The Supreme Court collegium headed by Chief Justice of India Dipak Misra has stood up for the right of the collegium to appoint judges. In reiterating its recommendation to elevate the chief justice of the Uttarakhand high court, K.M. Joseph, to the Supreme Court, the five most senior judges of the country are asserting their power to make these highest judicial appointments. This will lead to a direct confrontation with the Narendra Modi government, which has put up various objections to the appointment of this particular judge. Now that the collegium has reiterated its choice, the government must accept the recommendation and make the appointment. The catch is that there is no time limit set for the procedure, which means that the executive can drag its feet and defeat the principle behind the choice for some time, but cannot negate it altogether.
The judge, who is junior to many among high court judges, has been recommended on the strength of the qualitative assessment of the collegium. While it is common enough for the Centre to ask the collegium to reconsider appointments of high court judges — there were 43 such names in 2016 — appointments to the Supreme Court are rarely questioned. The Joseph elevation, which came along with the recommendation of Indu Malhotra, the first woman lawyer to be directly elevated to the top court, makes sense as there are seven vacancies already in the apex court, besides which five judges are due to retire soon. The objections to Joseph’s appointment seem specious, one of which says he would be a second judge, in fact a second Joseph, from Kerala among apex court judges, while some other states didn’t even have one.
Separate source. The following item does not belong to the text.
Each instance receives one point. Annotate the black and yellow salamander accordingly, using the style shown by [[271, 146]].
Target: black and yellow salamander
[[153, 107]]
Why his name alone was clubbed when it came to the Centre asking about elevation of other high court judges appears only a dilatory tactic. At the same time, the Centre insists its objections have nothing to do with Justice Joseph’s ruling in the Uttarakhand Assembly case, where he had restored the Congress government to power when defections came about and the governor ordered a change of government. The real reason has not been stated, which means this confrontation with the collegium is one of the government’s own making. It is already a settled principle that the collegium will choose judges. The games over delaying Justice Joseph’s appointment to deny him seniority in the Supreme Court may go on, but the larger principle of trusting the judgment of the collegium must be upheld for democracy to work.